Responsibilities. As a Security Engineer - Identity, your key responsibilities will include
- Conduct thorough security assessments of identity-related systems and services to identify vulnerabilities and potential threats.
- Analyze unexploited vulnerabilities and collaborate with response teams to protect Microsoft’s infrastructure and customer data.
- Assist in investigating security incidents, reviewing root causes, and helping to implement lessons learned.
- Work closely with other security teams, such as MSTIC (Microsoft Threat Intelligence Center), MSRC (Microsoft Security Response Center), M365, Azure, and Xbox, to strengthen security and mitigate risks.
- Provide subject-matter expertise for bug bounty issues, incident response, and security concerns related to Microsoft Identity products.
- Drive the development and implementation of automated security processes to scale response efforts efficiently.
- Identify and create new security workflows to streamline operations and improve the detection, investigation, and resolution of vulnerabilities.
- Stay up-to-date with the latest trends in identity security, threat intelligence, and security innovations.
- Work with engineering teams to identify patterns and new data classes of security threats and vulnerabilities that could impact identity systems at scale.
- Collaborate with senior team members to receive guidance and support on complex security issues.
- Provide mentorship to junior members of the team and promote a culture of continuous learning and improvement.
- Ensure thorough documentation of security incidents, incidents’ root causes, and mitigation strategies.
- Report findings to both technical and non-technical stakeholders, ensuring clarity and actionable insights.
Qualifications
- 4+ years of experience in cybersecurity, with a strong focus on identity systems, anomaly detection, or security in large-scale environments.
- Expertise in Python, SQL, C#, or C++ for security automation, vulnerability analysis, and tool development.
- Strong problem-solving and analytical skills, with the ability to assess complex security systems and implement solutions to mitigate risks.
- Familiarity with the software development lifecycle and understanding of how security fits into the development and deployment process.
- Proven experience working with identity systems, security incident response, or threat intelligence.
Preferred
- Experience with Microsoft identity products like Entra, Azure Active Directory, or other cloud-based identity management solutions.
- Consultancy or client-facing experience is a plus, as well as a demonstrated ability to provide security guidance to external or internal stakeholders.
- Security certifications (CISSP, CISM, CEH, etc.) are advantageous but not required.

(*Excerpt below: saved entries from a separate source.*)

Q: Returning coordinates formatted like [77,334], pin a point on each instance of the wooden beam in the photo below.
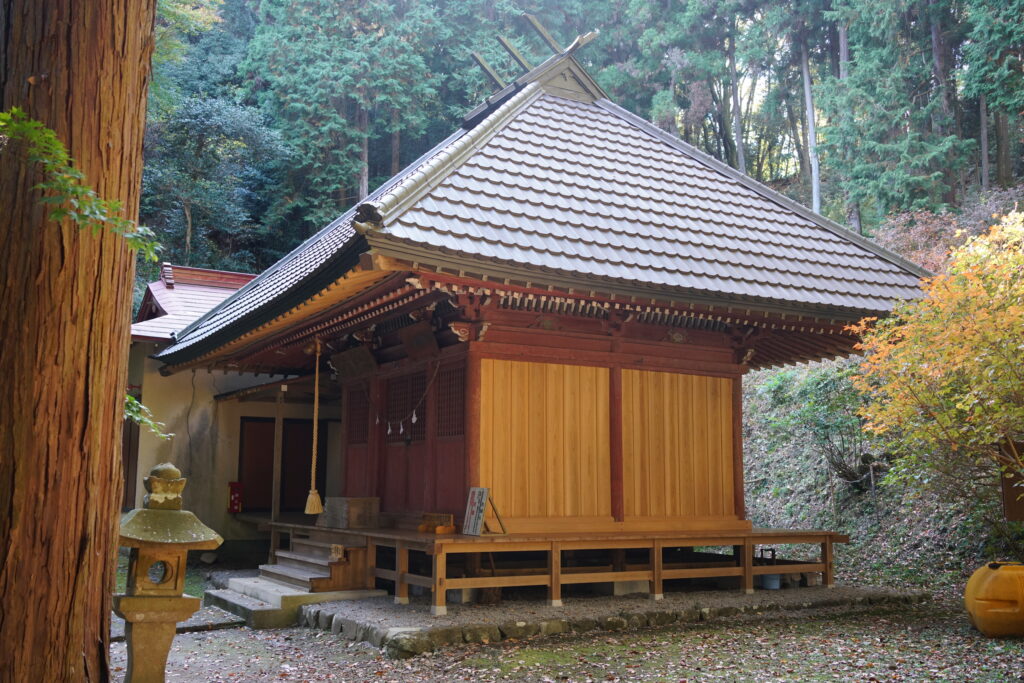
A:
[514,53]
[543,33]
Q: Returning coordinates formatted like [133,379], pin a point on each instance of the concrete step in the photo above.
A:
[258,614]
[289,574]
[269,604]
[302,560]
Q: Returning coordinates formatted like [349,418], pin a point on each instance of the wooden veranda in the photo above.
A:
[553,560]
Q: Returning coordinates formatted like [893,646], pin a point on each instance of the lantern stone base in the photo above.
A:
[150,627]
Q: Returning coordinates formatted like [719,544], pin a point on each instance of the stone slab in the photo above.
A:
[402,631]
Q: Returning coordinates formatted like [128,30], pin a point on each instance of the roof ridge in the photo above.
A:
[548,250]
[432,173]
[760,187]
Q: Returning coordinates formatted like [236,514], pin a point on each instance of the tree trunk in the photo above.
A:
[81,69]
[940,73]
[797,135]
[1004,167]
[983,139]
[363,125]
[395,143]
[737,125]
[812,138]
[852,206]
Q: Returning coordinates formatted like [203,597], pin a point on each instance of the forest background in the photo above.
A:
[901,119]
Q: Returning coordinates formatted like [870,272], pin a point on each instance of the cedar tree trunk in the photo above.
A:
[812,137]
[737,123]
[82,69]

Work Environment. At Microsoft, we value a culture of innovation, growth mindset, and collaboration. You’ll be part of a team that works in a hybrid environment, giving you the flexibility to work both remotely and on-site. This position offers a great opportunity for growth in the cybersecurity space, with direct impact on improving security for both internal and customer-facing Microsoft services.
Microsoft’s Commitment to Diversity & Inclusion. Microsoft is an equal opportunity employer. We believe in fostering an inclusive workplace where every individual feels valued. We encourage people of all backgrounds to apply and offer reasonable accommodations during the application process to ensure equal access for all applicants.